Most importantly, Spack is simple. It offers a simple spec syntax so that users can specify versions and configuration options concisely. Spack is also simple for package authors: package files are written in pure Python, and specs allow package authors to write a single build script for many different builds of the same package.
See the Feature Overview for examples and highlights.
To install spack and install your first package:
$ git clone https://github.com/llnl/spack.git
$ cd spack/bin
$ ./spack install libelf
Documentation
Full documentation for Spack is the first place to look.
See also:
- Technical paper and slides on Spack's design and implementation.
- Short presentation from the Getting Scientific Software Installed BOF session at Supercomputing 2015.
Get Involved!
Spack is an open source project. Questions, discussion, and contributions are welcome. Contributions can be anything from new packages to bugfixes, or even new core features.
Mailing list
If you are interested in contributing to spack, the first step is to join the mailing list. We're using a Google Group for this, and you can join it here:
Contributions
Contributing to Spack is relatively easy.
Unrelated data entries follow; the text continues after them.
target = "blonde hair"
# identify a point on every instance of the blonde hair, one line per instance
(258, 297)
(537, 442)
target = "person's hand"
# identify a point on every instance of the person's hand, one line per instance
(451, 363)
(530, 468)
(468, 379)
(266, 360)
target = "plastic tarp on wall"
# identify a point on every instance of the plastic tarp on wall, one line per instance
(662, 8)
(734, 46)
Just send us a
pull request.
When you send your request, make develop
the destination branch on the
Spack repository.
Before you send a PR, your code should pass the following checks:
-
Your contribution will need to pass the
spack test
command. Run this before submitting your PR. -
Also run the
share/spack/qa/run-flake8
script to check for PEP8 compliance. To encourage contributions and readability by a broad audience, Spack uses the PEP8 coding standard with a few exceptions.
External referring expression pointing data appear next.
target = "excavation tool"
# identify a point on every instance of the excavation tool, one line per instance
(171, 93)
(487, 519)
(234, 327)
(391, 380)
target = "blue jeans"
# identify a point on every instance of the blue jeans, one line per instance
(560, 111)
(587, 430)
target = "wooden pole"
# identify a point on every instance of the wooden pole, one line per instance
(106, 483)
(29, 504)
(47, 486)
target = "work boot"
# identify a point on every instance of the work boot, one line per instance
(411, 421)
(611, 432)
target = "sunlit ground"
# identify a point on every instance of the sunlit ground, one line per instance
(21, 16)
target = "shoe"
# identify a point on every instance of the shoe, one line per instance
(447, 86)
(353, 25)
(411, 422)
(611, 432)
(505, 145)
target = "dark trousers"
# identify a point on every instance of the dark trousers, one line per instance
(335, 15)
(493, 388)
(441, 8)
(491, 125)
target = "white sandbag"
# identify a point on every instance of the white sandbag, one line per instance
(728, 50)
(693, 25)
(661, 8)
We enforce these guidelines with Travis CI.
Spack uses a rough approximation of the Git
Flow
branching model. The develop
branch contains the latest
contributions, and master
is always tagged and points to the
latest stable release.
Authors
Many thanks go to Spack's contributors.
Spack was originally written by Todd Gamblin, tgamblin@llnl.gov.
Citing Spack
If you are referencing Spack in a publication, please cite the following paper:
- Todd Gamblin, Matthew P. LeGendre, Michael R. Collette, Gregory L. Lee, Adam Moody, Bronis R. de Supinski, and W. Scott Futral. The Spack Package Manager: Bringing Order to HPC Software Chaos. In Supercomputing 2015 (SC’15), Austin, Texas, November 15-20 2015. LLNL-CONF-669890.
Release
Spack is released under an LGPL license. For more details see the LICENSE file.